Because code is expensive to argue about. A YAML file is cheap to argue about.
When you write the spec first:
- Everyone reads the same document. Not “what I think the endpoint returns.”
- Frontend and backend stop blocking each other. Mock it, build against it, ship.
- You catch bad design early — before it’s buried in three services.
Step 1: Define the API Contract
Pick a spec format. I use OpenAPI almost everywhere. RAML and API Blueprint work too, but OpenAPI has the best tooling ecosystem right now.
Write down the things that matter:
- Endpoints and HTTP methods
- Request and response schemas
- Auth mechanisms
- Status codes and error shapes
A real starting point looks like this:
openapi: 3.0.3
info:
title: "User Management API"
version: "1.0.0"
paths:
/users/{id}:
get:
summary: Retrieve user details
parameters:
- name: id
in: path
required: true
schema:
type: integer
responses:
"200":
description: User retrieved successfully
"404":
description: User not found
Don’t overthink version one. Get the shape right. You’ll iterate.
Step 2: Review It With Real People
This is where most teams skip ahead and pay for it later.
Put the spec in front of frontend devs, backend engineers, QA, product. Not a 90-minute meeting — an async review with a 48-hour window works fine. I’ve seen teams use a shared doc with comments. I’ve seen teams use pull requests on the spec file itself. Both work.
The spec becomes your single source of truth. When someone asks “what does this endpoint return?” — you point here. Not to the code. Not to Slack. Here.
Early disagreements are cheap. Late disagreements are production incidents.

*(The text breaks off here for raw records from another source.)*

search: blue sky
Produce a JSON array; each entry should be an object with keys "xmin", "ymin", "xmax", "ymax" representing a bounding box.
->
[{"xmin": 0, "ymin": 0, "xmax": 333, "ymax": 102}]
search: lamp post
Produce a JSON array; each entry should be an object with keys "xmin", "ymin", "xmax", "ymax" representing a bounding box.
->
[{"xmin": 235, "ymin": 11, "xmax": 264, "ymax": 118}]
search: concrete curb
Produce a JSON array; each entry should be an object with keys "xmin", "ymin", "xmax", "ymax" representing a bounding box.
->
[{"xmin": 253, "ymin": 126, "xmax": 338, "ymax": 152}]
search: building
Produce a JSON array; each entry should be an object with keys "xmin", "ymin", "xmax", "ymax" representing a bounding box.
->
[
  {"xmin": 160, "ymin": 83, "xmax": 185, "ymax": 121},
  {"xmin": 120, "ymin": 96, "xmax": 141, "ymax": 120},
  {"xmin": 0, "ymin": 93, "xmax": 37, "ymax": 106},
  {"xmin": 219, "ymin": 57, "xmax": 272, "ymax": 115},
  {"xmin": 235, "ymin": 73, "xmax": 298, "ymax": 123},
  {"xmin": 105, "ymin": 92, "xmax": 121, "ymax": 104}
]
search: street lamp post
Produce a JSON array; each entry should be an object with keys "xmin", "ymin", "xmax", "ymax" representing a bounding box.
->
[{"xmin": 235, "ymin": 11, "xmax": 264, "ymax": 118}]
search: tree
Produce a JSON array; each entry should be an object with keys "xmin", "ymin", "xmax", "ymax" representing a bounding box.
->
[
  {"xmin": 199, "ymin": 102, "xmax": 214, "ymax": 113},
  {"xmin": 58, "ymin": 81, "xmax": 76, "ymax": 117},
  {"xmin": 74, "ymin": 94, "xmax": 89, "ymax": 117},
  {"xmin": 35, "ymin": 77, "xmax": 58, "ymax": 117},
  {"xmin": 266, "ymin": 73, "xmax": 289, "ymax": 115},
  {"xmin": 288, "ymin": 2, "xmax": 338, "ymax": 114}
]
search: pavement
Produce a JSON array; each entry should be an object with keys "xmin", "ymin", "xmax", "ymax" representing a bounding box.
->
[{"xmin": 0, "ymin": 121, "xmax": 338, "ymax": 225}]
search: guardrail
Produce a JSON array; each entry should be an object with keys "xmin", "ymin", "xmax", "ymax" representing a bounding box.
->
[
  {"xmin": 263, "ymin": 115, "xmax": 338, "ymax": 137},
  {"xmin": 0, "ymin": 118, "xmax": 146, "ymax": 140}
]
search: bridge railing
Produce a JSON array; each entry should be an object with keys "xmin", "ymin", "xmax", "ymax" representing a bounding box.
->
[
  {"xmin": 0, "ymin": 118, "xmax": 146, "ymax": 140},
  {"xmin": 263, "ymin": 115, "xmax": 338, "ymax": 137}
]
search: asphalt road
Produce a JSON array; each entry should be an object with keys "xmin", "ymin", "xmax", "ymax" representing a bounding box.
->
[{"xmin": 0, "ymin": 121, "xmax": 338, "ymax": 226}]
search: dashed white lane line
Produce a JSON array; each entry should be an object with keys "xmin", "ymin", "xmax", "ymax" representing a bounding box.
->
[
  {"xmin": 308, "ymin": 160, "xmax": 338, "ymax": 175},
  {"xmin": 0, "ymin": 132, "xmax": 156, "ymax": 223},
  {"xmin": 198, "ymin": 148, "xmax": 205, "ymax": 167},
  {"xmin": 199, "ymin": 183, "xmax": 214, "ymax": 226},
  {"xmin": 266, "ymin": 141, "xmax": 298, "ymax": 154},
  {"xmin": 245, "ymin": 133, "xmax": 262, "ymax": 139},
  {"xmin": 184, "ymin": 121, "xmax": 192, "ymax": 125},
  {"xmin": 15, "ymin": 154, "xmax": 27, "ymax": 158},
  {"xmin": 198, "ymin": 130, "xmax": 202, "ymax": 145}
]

Step 3: Scaffold API Routes
Once the spec is agreed on, stub out every endpoint with mock responses. This is the unlock — frontend can start building immediately against real URLs that return real shapes.
DEFINE route GET /users/{id}:
RETURN mock_response({
id: id,
name: "Sample User"
})
I’ve shipped mock servers in an afternoon that kept a frontend team unblocked for two weeks. That’s the ROI.
Step 4: Implement the Business Logic
Now you replace mocks with real code. The contract already tells you what to accept and what to return. No guessing. No “let me check with the frontend team.”
DEFINE route GET /users/{id}:
user = database.getUserById(id)
IF user exists:
RETURN user data with status 200
ELSE:
RETURN error message "User not found" with status 404
Keep each handler focused on one job. If a handler is doing three things, you probably need three endpoints.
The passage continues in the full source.